Les deux auteurs, chacun à leur manière (nous reviendrons sur The Girls dès la semaine prochaine), tentent ainsi de mettre en mots l’indicible. Si Emma Cline a choisi une approche davantage psychologique, adoptant le point de vue d’une narratrice fictive et ne cherchant pas à coller à tout prix aux faits tels que nous les connaissons, Simon Liberati s’attache au contraire au moindre des détails — tout aussi sordides soient-ils — présentés dans la longue bibliographie sur le sujet, notamment l’épais document du procureur chargé d’instruire l’affaire, Vincent Bugliosi, Helter Skelter : The True Story of the Manson Murders. Auscultant le moindre élément, s’attachant également à ce que nous savons des jeunes filles ayant participé aux deux meurtres collectifs, les 9 et 10 août 1969, il livre un récit âpre et étouffant, narrant ces 36 heures décisives dans la vie de la « Famille », qui auront un impact dévastateur dès la découverte de ces crimes sordides.
Un récit ultra-documenté
Sans jamais chercher à donner de réponses toutes prêtes, un peu à l’image du film Elephant de Gus Van Sant (2003) qui montrait la multiplicité des éléments ayant pu aboutir à la tuerie de Columbine en 1999, laissant le spectateur se faire sa propre opinion, Simon Liberati plonge au cœur de l’horreur et (artifice assumé de la fiction) dans l’esprit des tueurs et plus particulièrement des jeunes femmes ayant participé, directement ou plus indirectement, aux massacres, convoquant une réalité froide et clinique, inhumaine, tout en nous rappelant à chaque ligne que ces crimes sont le fait d’êtres humains, d’hommes et de jeunes filles en fleurs perdues qui n’étaient pas forcément prédestinés à commettre l’irréparable. « J’ai écrit cette histoire le plus simplement possible pour exorciser mes terreurs enfantines », écrit l’auteur sur la quatrième de couverture. Comme si, en convoquant le moindre détail, le moindre fragment, et en se glissant dans la peau de ces jeunes filles qui apparurent rieuses à leur procès, il pouvait arriver à extraire l’essence du Mal, et à le rendre, non pas moins effrayant, mais moins immatériel.

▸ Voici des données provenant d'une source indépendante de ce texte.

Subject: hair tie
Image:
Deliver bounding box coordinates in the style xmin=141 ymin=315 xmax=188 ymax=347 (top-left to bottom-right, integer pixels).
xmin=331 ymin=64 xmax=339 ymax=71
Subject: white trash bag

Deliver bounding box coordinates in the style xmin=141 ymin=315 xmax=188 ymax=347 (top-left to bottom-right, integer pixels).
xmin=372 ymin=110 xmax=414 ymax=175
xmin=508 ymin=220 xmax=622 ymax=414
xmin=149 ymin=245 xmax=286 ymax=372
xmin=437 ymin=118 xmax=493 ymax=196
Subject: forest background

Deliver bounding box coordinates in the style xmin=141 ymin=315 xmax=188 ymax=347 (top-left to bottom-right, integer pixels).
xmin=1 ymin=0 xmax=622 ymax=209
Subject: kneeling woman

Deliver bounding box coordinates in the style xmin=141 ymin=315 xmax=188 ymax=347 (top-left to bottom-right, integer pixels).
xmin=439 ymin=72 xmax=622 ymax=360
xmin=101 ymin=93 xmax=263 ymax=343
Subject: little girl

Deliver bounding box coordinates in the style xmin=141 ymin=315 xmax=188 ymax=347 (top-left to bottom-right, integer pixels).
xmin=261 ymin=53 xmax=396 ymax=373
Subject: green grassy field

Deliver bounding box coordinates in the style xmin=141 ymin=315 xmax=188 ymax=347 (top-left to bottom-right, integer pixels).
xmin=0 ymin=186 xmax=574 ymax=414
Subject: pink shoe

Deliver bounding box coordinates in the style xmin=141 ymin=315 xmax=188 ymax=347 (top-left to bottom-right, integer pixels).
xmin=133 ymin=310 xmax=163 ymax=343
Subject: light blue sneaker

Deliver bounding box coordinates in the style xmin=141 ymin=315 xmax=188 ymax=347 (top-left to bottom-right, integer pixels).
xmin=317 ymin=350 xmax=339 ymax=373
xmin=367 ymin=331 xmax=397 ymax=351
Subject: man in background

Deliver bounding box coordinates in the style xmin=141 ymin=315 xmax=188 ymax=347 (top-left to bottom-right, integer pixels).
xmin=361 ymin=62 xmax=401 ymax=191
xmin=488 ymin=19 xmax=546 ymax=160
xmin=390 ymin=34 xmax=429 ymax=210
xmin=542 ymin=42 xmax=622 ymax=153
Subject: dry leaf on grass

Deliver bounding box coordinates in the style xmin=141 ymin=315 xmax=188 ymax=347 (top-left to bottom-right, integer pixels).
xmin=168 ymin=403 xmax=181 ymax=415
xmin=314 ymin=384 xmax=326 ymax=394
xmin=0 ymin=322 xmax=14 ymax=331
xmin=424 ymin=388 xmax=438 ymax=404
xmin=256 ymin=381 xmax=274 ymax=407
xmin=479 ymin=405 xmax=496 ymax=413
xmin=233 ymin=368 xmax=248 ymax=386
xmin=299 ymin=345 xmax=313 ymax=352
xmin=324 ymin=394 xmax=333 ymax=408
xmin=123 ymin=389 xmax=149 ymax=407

Bien entendu, les choses ne sont pas aussi simples : Liberati a beau imaginer les réactions, minute après minute, des différents protagonistes, leurs pensées les plus hallucinées, insignifiantes ou intimes, le mystère, l’opacité de ces figures demeure. On n’est d’ailleurs pas toujours très sûrs que les filles elles-mêmes savent ce qu’elles ressentent réellement, puisqu’elles semblent parfois percevoir les événements comme si elles en étaient à la fois actrices et spectatrices. Cependant, l’auteur se garde bien de donner une psychologie trop arrêtée à ces jeunes gens devenus tristement célèbres à travers le monde, et encore moins de leur trouver des excuses. Si Linda, la seule des quatre membres présents ce soir fatidique à la demeure de Sharon Tate et Roman Polanski, à ne pas avoir directement participé aux meurtres, se « contentant » de faire le guet, semble la plus humaine et « excusable » du lot, Simon Liberati n’hésite pas, par exemple, à démentir sa supposée compassion au détour de certaines phrases pour faire ressortir la jeune fille passive et en plein déni, terrorisée à l’idée d’être arrêtée plutôt que soucieuse de sauver la vie d’innocents. Il souligne également l’immaturité des filles et la gratuité de ces meurtres, vus par Susan Atkins, dite Sadie, 20 ans, comme un « trip » et une offrande à Charles Manson. Il accordera néanmoins, l’espace d’un instant, le bénéfice du doute à la plus perverse des filles Manson, qui prétendit au procès que sa dernière phrase à Sharon Tate, « Je n’ai aucune pitié pour toi, salope », ne s’adressait pas à l’actrice, mais à elle-même, Au détour d’une phrase, il fait monter la colère en Sadie, une colère contre elle-même, mais qui sera fatale à l’actrice hollywoodienne. Ce que l’on peut trouver un peu facile, bien que la haine de soi retournée contre autrui ne soit pas forcément impossible. Cependant, cet instant de « colère », comme un lointain écho humain, ne sera que fugace, la tueuse ne se montrant guère tourmentée par la suite et se vantant de son forfait lorsqu’elle découvre l’identité des victimes à la télé.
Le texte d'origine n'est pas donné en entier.